Mais il existe des différences entre ces trois formes : le triolet est beaucoup plus court que les deux autres formes. Dans le rondeau, deux quintils de même facture encadrent un tercet. Le rondel, lui, est composé de deux quatrains suivis d’un quintil. Le statut du refrain varie selon la forme :

-dans le triolet et le rondel, il fait partie intégrante du système de rimes, et il s’étend sur deux vers. Dans le triolet, les 2 vers du début et de la fin dont identiques. Dans le rondel, cette répétition sur deux vers encadre les quatrains, et c’est le seul premier vers qui est répété en dernier.

-dans le rondeau, le refrain est beaucoup plus bref, et est constitué par le premier hémistiche du premier vers ; on l’appelle le rentrement.

Le triolet est la forme la plus ancienne, datée du XIIIè. C’est une forme simple, puisque, sur 8 vers, 3 seulement ne sont pas répétés. Fréquent au M.A, il a été de nouveau utilisé par les auteurs de satires au moment de la Fronde.

Le rondel connaît quelques variantes, comme la répétition des deux vers de refrain à la fin du poème, ce qui fait du troisième ensemble un sizain et non un quintil.

La formule du rondeau est fixée par les Grands Rhétoriqueurs puis par Marot. Sa vogue a baissé lors de la Pléiade, puis a repris au XVII, et on trouve des rondeaux au XIX, sous la plume de Musset par exemple.

*la ballade : c’est une forme fixe qui a connu quantité de formules d’essai depuis 1260 où on l’a trouve sous la plume d’Adam de la Halle

Le poème est composé de 3 dizains de facture identique, suivis d’un quintil qui peut-être considéré comme une strophe. Il est appelé envoi et comporte une apostrophe au destinataire de la ballade. Ces dizains sont des dizains de décasyllabes : on appelle strophe carrée une strophe où le nombre de vers est ainsi égal au nombre de syllabes du vers.
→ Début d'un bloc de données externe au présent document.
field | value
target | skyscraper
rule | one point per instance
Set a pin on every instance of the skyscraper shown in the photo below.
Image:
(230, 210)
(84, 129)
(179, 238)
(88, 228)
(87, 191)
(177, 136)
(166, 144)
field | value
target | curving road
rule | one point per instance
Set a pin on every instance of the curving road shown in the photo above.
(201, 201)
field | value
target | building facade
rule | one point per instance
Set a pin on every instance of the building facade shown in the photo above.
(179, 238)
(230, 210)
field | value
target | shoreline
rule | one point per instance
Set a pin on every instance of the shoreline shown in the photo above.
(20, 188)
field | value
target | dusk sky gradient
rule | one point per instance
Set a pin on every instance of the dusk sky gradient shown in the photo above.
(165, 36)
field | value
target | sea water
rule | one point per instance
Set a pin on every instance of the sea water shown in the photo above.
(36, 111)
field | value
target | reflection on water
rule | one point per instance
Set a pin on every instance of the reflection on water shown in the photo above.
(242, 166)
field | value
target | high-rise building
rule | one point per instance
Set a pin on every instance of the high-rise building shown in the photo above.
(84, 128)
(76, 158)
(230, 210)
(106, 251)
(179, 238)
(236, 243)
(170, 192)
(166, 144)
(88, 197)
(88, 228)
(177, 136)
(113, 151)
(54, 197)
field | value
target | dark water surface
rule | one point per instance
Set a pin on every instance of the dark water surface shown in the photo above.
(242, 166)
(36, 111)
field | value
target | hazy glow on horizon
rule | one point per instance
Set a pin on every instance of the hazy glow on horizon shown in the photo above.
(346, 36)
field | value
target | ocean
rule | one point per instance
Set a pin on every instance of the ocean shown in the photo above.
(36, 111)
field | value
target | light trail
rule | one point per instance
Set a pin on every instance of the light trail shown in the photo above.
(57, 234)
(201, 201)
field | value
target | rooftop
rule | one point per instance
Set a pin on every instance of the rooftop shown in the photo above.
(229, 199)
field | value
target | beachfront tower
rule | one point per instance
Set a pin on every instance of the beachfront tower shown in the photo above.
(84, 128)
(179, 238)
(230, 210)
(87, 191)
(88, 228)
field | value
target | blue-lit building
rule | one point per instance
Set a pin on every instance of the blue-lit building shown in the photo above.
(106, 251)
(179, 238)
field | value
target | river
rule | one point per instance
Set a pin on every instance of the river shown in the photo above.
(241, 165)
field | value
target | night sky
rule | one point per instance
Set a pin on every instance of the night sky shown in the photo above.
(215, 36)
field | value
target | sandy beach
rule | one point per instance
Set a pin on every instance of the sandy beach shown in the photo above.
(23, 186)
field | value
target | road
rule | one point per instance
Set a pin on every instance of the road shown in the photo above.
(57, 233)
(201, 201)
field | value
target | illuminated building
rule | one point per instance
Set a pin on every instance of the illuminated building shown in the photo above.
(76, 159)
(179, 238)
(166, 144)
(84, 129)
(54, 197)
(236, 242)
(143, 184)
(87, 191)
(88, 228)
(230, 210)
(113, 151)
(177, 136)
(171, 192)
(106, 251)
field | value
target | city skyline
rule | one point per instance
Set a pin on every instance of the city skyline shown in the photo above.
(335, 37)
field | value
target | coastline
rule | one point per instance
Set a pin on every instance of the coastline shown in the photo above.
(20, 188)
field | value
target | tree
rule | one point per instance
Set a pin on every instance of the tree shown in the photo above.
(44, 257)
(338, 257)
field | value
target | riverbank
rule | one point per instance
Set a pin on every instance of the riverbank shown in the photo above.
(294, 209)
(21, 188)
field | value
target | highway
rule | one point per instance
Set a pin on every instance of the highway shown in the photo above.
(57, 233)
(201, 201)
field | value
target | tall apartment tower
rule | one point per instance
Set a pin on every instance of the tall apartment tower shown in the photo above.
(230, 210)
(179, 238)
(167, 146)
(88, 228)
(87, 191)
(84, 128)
*le sonnet : Le sonnet est composé en alexandrins (à l’origine en décasyllabes). Il a 2 quatrain et 2 tercets (ou 1 sizain).Il existe 2 types de sonnets réguliers. A côté du sonnet italien, on parle de sonnet français quand les deux quatrains à rimes embrassées sur deux rimes sont suivies d’un sizain formé d’un distique et d’un quatrain à rimes croisées (ccdede) on peut aussi citer le cas du sonnet shakespearien (ou élisabéthain) en trois quatrains à rimes croisées suivis d’un distique.